Abstract
In one of my course project, I want to know the geographical characteristics of the real estate sales of NYC. Therefore, I create a few code snippets to display the sale records on the map. In this post, you will find:
- How to get geo-coordinates based on address, i.e. address ->(longitude, latitude).
- How to display sale records on the map.
- An extension of displaying: display sale records according to their distance to a specific location.
Obtain Data and Convert Address to Geo-coordinates
- NYC real estate rolling sales data can be obtained from NYC Department of Finance.
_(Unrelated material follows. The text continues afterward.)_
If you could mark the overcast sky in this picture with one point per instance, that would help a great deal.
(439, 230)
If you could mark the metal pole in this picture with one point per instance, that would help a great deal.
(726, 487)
- Upload the sale record data (.csv file) to GeoCodio to convert address to geo-coordinates.
The resulting data file includes the following columns (The columns Latitude and Longitude are added by GeoCodio):
- BOROUGH
- NEIGHBORHOOD
- BUILDING CLASS CATEGORY
- TAX CLASS AT PRESENT
- BLOCK
- LOT
- EASE-MENT
- BUILDING CLASS AT PRESENT
- Latitude
- Longitude
- ADDRESS
- APARTMENT NUMBER
- ZIP CODE
- RESIDENTIAL UNITS
- COMMERCIAL UNITS
- TOTAL UNITS
- LAND SQUARE FEET
- GROSS SQUARE FEET
- YEAR BUILT
- TAX CLASS AT TIME OF SALE
- BUILDING CLASS AT TIME OF SALE
- SALE PRICE
- SALE DATE
Take a look at the data:
import pandas as pd
import geopandas as gpd
import matplotlib.pylab as plt
import fiona
import descartes
from shapely.geometry import Point, Polygon
%matplotlib inline
# Use your own path and file name here
data = pd.read_csv('data/rollingsales_brooklyn.csv')
# Take a look at the data
data.head()
BOROUGH | NEIGHBORHOOD | BUILDING CLASS CATEGORY | TAX CLASS AT PRESENT | ... | Latitude | Longitude | ... | SALE PRICE | SALE DATE | |
---|---|---|---|---|---|---|---|---|---|---|
0 | 3 | BATH BEACH | 01 ONE FAMILY DWELLINGS | 1 | ... | 40.609069 | -74.008071 | ... | 0 | 04/23/2019 |
1 | 3 | BATH BEACH | 01 ONE FAMILY DWELLINGS | 1 | ... | 40.609354 | -74.006997 | ... | 0 | 02/27/2019 |
2 | 3 | BATH BEACH | 01 ONE FAMILY DWELLINGS | 1 | ... | 40.609354 | -74.006997 | ... | 0 | 02/11/2019 |
3 | 3 | BATH BEACH | 01 ONE FAMILY DWELLINGS | 1 | ... | 40.607092 | -74.005414 | ... | 0 | 10/25/2018 |
4 | 3 | BATH BEACH | 01 ONE FAMILY DWELLINGS | 1 | ... | 40.606978 | -74.005493 | ... | 1,720,000 | 12/12/2018 |
Data Preprocessing
We notice that the conversion of address to geocoordinate, though most them fall correctly inside the boundary, some locations are still far from being correct. So before doing any analysis, we need to eliminate these outliers.
# Eliminate outliers
n = 1 # defines how many stand deviation to look for. We find n=1 is the best practice.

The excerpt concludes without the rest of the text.